The FHA has announced that a four-year federal project to build 100,000 housing units will commence in February 2010. Around $2.38m in contracts will be awarded, largely through public-private partnership (PPP) contracts.
"The message is finally getting home that government, no matter how well endowed or benevolent, cannot underscore the wisdom of working with the private sector," local press reported Grace Ekpiwhre, the minister of state for works, housing and urban development, as saying. "For one thing, it frees public funds that could now be deployed for other areas of need."
The lobby group Real Estate Developers Association (REDAN) has also pledged to construct 400,000 units, starting with 10,000 in the capital Abuja by February. While some of the funding for the project has already been secured from local banks, REDAN is also campaigning abroad for foreign direct investment.
The efforts of the FHA and REDAN are laudable, but still fall short of what is needed to resolve the housing crisis. According to the World Bank, 720,000 new houses per annum must be built for 20 years to meet demand, which is increasing at 20% annually in urban centres such as Lagos. African Independent Television has reported that the FHA only built 30,000 homes between 1973 and 2006, while the real estate sector accounted for less than 2% of GDP in 2009, according to the National Bureau of Statistics.
Homeownership is also limited (estimated at 20-25%) due to a weak system of mortgage lending, especially to low-income clients.
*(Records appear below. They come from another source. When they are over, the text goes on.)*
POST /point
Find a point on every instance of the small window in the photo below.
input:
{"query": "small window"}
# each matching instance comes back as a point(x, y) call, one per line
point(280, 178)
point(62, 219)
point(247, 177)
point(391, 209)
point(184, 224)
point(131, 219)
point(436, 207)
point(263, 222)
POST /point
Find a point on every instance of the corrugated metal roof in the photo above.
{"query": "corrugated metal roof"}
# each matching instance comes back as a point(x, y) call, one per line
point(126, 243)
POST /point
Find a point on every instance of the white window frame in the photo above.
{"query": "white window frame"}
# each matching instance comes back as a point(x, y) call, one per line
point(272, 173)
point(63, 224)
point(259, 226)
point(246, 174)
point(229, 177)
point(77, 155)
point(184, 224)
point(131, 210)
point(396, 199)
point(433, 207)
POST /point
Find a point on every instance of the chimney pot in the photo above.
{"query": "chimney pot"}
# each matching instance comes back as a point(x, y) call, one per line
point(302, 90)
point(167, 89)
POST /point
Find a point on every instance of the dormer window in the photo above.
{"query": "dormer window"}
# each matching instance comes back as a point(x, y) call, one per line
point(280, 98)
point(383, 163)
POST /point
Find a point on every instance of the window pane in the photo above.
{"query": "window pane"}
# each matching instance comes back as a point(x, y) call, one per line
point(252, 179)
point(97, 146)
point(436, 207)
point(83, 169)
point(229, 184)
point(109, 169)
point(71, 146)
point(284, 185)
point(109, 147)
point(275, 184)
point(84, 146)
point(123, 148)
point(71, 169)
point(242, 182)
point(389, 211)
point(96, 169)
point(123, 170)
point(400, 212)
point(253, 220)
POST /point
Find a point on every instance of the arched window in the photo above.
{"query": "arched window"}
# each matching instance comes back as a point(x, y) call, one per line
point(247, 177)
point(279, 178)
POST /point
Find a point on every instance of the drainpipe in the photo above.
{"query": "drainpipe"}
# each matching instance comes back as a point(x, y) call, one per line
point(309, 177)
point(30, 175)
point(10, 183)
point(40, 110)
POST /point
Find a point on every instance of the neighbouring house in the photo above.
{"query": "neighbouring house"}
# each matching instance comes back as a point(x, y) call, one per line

In November 2009, the Federal Mortgage Bank said it was in discussions to increase its capital base to N1trn ($6.6bn), which would enable it to bring the homeownership rate up to 80%.
Freeing up more land is also a crucial component of bridging the housing supply gap. A Land Reform Commission Bill is now before the National Assembly to reverse the antiquated Land Use Act of 1978, which effectively gave state governments control of "all land comprised of in their territory". Backed by President Umaru Yar'Adua, the legislation will remove land from the authority of state governors, making it available for purchase by developers, who will in turn be able to charge lower prices for their units.
"At the end of the day, we intend to make the houses available for the common man, which is why a two-bedroom house will cost as low as N2.5m ($16,594)," said FHA managing director Terver Gemade, as reported by local press.
Unfortunately, increasing private sector participation in the real estate sector still faces a number of hurdles, particularly for those developers entering the affordable housing market. Challenges can range from a lack of infrastructure to heavy taxes for businesses. The World Bank's "Doing Business in 2010" report ranked Nigeria 153rd out of 180 countries for ease of obtaining licensing for construction, an 18-step procedure that takes nearly a year.
Previous governments have notably failed in their mass housing schemes. The Shehu Shagari administration 1979 Policy on Affordable Housing "was unable to meet the nation's housing needs because it was based on the unsustainable tenet that houses will be provided by government," according to a report by the US embassy in Abuja in 2007.
In this respect, the FHA's decision to involve the private sector is a huge step in the right direction, though it will need to increase the number of homes on order if any significant headway is to be made in solving Nigeria's housing situation.